Los libros son mucho más que papel, tinta y letras. Son los testigos silenciosos de la humanidad. En sus páginas se ha narrado el dolor de las guerras, la belleza de lo cotidiano, las ideas que transformaron civilizaciones enteras y los suspiros de millones de almas que alguna vez amaron, soñaron, temieron o creyeron. Leer es un acto íntimo, pero también colectivo: al abrir un libro, abrimos también la posibilidad de conectar con quien lo escribió, incluso si vivió hace siglos.
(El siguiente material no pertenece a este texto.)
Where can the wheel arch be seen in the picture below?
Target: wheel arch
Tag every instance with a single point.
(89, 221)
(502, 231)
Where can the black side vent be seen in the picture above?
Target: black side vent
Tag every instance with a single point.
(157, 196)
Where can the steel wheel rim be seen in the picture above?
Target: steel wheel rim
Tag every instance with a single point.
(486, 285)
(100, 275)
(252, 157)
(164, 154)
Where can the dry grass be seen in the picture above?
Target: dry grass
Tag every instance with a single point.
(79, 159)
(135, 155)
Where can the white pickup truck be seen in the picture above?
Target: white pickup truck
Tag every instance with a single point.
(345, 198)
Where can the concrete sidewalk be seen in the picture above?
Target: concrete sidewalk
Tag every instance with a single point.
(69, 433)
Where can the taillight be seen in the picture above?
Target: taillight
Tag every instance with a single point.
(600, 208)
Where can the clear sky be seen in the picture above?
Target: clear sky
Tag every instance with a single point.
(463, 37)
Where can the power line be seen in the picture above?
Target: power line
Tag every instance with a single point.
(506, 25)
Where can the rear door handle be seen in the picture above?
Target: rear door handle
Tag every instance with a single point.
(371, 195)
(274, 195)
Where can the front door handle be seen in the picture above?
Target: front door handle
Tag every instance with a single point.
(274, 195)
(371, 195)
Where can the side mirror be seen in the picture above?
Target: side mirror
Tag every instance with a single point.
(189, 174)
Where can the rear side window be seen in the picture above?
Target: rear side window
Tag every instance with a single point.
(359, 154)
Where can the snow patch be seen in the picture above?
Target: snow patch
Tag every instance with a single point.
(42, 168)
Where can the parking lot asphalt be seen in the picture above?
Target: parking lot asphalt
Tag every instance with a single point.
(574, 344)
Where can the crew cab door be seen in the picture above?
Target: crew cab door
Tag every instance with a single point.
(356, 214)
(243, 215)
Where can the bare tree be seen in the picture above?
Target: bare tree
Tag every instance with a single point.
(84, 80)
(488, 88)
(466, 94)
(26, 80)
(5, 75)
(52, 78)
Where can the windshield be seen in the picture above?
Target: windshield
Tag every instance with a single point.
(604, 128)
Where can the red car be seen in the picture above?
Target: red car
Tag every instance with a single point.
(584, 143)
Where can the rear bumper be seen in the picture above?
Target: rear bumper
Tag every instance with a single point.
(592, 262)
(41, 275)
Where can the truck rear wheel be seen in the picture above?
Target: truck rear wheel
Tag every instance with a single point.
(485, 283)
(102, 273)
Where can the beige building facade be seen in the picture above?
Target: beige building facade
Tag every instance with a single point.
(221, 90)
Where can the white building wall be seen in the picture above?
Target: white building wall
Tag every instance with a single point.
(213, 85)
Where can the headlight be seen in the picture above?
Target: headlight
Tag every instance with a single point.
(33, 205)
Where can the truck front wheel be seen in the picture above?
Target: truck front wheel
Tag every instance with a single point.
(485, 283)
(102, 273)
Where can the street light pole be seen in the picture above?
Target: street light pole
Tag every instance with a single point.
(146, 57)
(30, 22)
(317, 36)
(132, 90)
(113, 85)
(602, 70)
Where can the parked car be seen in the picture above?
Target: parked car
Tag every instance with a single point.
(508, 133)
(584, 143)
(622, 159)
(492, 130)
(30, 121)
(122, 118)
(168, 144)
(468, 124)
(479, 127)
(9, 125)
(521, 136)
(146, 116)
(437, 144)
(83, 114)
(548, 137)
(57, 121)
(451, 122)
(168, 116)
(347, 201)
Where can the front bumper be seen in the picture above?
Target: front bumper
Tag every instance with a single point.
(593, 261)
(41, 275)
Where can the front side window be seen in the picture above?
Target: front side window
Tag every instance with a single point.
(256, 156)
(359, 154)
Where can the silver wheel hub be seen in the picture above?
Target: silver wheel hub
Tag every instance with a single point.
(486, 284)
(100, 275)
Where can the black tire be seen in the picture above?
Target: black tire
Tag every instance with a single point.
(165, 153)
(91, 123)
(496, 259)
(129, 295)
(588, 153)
Desde los primeros símbolos grabados en piedra hasta los libros digitales que llevamos hoy en el bolsillo, la historia de la humanidad se ha contado una y otra vez, buscando no perderse. Porque eso es leer: rescatar del olvido lo que fuimos, lo que somos y lo que podríamos llegar a ser.
Cada civilización ha dejado su huella escrita, porque entendieron que la palabra es una herramienta de eternidad. En los libros están las respuestas que alguna vez buscaron nuestros antepasados, pero también las preguntas que nosotros aún no sabemos hacernos. Leer no solo nos informa: nos forma. Nos permite cuestionar, comprender, empatizar, resistir, imaginar.
Hoy, en un mundo cada vez más acelerado, donde lo inmediato parece reinar sobre lo profundo, conservar el hábito de la lectura no es solo un pasatiempo bonito: es un deber cultural. Porque si dejamos de leer, dejamos de escuchar a quienes vinieron antes. Dejamos de pasar la antorcha del pensamiento, del arte, de la crítica, de la emoción. Dejamos de construir puentes entre generaciones.
Leer es un acto de resistencia ante la indiferencia. Es sembrar en nosotros la capacidad de sentir más, de pensar mejor, de vivir con más conciencia. Es también una forma de cuidado, de reencontrarnos con nuestra esencia humana en medio del ruido.
Cada libro que leemos es una conversación con el tiempo. Y cada vez que elegimos abrir uno, contribuimos a que esa conversación no se pierda.
Porque cuando se olvida leer, se olvida recordar. Y sin memoria, no hay futuro.